E' tornata in mare la Louise Michel
Ong salva 150 migranti ma Malta non lo vuole: altro respingimento illegale
Martedì è tornata in mare la Louise Michel, la nave umanitaria finanziata dall’artista britannico Banksy che prende il nome dall’anarchico francese del XIX secolo. Banksy, il più famoso artista di strada del mondo, nelle sue opere ha sempre affrontato il tema della crisi migratoria e ha voluto contribuire personalmente al sostentamento dell’imbarcazione che è anche una sua “opera”: dipinta di rosa e bianco riporta una ragazza che indossa un giubbotto di salvataggio e tiene in mano una boa a forma di cuore. La Louise Michel non attraversava la zona di ricerca e salvataggio dall’estate del 2020, quando aveva salvato 150 esuli al largo della Libia.
Dopo una lunga assenza in mare, “la Louise Michel è di nuovo operativa”, ha annunciato l’equipaggio su Twitter lunedì 3 gennaio. Poche ore dopo la nave ha salvato la vita a circa 110 persone nella zona di ricerca e salvataggio (SAR) di Malta nel Mediterraneo centrale su «una barca di legno che imbarcava acqua a causa del maltempo». È stato il Seabird, un aereo da ricognizione gestito dai soccorritori Sea-Watch, che per primo ha individuato i rifugiati in difficoltà, e ha passato la loro posizione sul Louise Michael.
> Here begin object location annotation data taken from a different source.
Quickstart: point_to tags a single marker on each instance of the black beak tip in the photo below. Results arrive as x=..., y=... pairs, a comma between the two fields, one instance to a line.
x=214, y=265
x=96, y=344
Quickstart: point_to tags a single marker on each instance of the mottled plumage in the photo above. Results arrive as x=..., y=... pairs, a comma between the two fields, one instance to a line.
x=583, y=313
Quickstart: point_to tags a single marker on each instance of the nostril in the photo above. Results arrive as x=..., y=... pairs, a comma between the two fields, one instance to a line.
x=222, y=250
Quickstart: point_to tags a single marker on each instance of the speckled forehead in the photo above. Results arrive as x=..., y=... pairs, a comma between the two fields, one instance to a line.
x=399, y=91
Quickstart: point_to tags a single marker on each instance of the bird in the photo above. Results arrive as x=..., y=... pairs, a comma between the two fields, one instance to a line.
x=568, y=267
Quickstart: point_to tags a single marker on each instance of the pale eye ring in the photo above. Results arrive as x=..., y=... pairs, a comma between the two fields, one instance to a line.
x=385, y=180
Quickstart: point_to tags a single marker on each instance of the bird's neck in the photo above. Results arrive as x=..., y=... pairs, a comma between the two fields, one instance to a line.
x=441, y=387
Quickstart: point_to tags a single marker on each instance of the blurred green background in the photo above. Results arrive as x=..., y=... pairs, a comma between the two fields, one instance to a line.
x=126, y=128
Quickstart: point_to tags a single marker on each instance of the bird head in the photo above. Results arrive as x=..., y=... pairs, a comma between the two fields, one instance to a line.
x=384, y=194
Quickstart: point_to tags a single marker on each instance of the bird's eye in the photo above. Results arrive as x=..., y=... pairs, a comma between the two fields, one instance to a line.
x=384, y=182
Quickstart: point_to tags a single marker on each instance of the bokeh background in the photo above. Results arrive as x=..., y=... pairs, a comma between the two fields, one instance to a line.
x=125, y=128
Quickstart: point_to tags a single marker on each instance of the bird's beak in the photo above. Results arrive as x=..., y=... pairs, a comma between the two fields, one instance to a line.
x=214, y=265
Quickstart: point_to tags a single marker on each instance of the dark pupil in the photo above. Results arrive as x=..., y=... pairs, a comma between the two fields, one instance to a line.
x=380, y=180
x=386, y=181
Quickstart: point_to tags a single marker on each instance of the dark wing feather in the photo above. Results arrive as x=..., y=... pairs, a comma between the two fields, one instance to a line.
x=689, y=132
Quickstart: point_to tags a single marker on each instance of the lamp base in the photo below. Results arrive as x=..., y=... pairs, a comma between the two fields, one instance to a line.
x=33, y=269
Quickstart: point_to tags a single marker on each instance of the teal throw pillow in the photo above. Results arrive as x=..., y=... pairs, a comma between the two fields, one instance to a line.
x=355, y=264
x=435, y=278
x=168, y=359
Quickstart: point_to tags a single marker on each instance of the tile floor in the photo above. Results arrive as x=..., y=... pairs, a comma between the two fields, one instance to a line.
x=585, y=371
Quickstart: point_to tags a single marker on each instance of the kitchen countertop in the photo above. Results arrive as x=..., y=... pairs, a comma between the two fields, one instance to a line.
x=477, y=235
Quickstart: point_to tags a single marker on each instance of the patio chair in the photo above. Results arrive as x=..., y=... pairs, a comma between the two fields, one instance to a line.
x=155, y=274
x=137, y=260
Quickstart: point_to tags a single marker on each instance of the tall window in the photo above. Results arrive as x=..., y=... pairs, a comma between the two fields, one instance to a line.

L’equipaggio della Louise Michel è riuscito a portare 31 rifugiati a bordo della loro nave, ma gli altri sono saliti sulla vicina piattaforma di gas offshore Miskar, che Shell gestisce per conto del governo tunisino.
La stessa Shell Tunisia Upstream ha confermato in una nota che alcuni migranti sono saliti sulla piattaforma offshore ieri intorno alle 20 e che hanno ricevuto «aiuti, in particolare acqua, cibo e vestiti asciutti». In un caso come questo, dove un’imbarcazione si trova in difficoltà nella zona di ricerca e soccorso maltese, dovrebbe essere Malta a coordinare il soccorso e fornire un porto sicuro. Dopo 14 ore dalla Louise Michel arriva la comunicazione che i profughi si trovano ancora sulla piattaforma «e che le autorità maltesi, che sono legalmente responsabili del coordinamento del loro salvataggio, si rifiutavano di comunicare». Siamo a martedì tardo pomeriggio, sulla scena si presentano due navi da guerra tunisine e una nave della cosiddetta Guardia costiera libica. Dalla nave Louise Michel assistono al trasbordo delle 80 persone su una delle due navi militari tunisine. L’operazione ha un nome ben preciso: è un respingimento illegale in piena regola. Solo che questa volta gli attori sono due: Malta, che come spesso accade finge di non vedere per lasciare campo libero nel suo spazio marittimo ai sequestratori libici travestiti da guardacoste (e in questo caso anche a delle non identificate navi della marina militare tunisina) e il colosso petrolifero Shell che è complice di violazione dei diritti umani.
«C’è da sperare che [i rifugiati] non siano stati restituiti all’inferno della Libia, ma nemmeno si può presumere che la Tunisia sia un paese terzo sicuro. Spettava a Malta salvare queste persone», ha spiegato Jacon Berkson, attivista dell’organizzazione di assistenza telefonica Alarm Phone: «in qualsiasi mondo sano, le forze armate di Malta interverrebbero in modo rapido e professionale per salvare le persone in difficoltà, indipendentemente dal motivo per cui hanno preso il mare in primo luogo. In un mondo normale sarebbe raro che le persone in cerca di rifugio abbiano bisogno di essere salvate perché viaggerebbero su una nave commerciale ben tenuta verso un paese a loro scelta».
Da Shell uno stringato comunicato in cui fanno sapere di avere «informato le autorità tunisine e lavorato a stretto contatto con loro per garantire la sicurezza delle persone a bordo della barca. Da allora sono stati trasferiti in sicurezza sulla nave della marina tunisina il 4 gennaio». Cosa si intenda per “in sicurezza” in quel lembo di mare in cui solo durante il periodo tra Natale e Capodanno sono state salvate più di 1.100 persone e dove oltre 32.400 persone sono state intercettate in mare e restituite in Libia nel 2021 è un mistero orribile ancora tutto da verificare.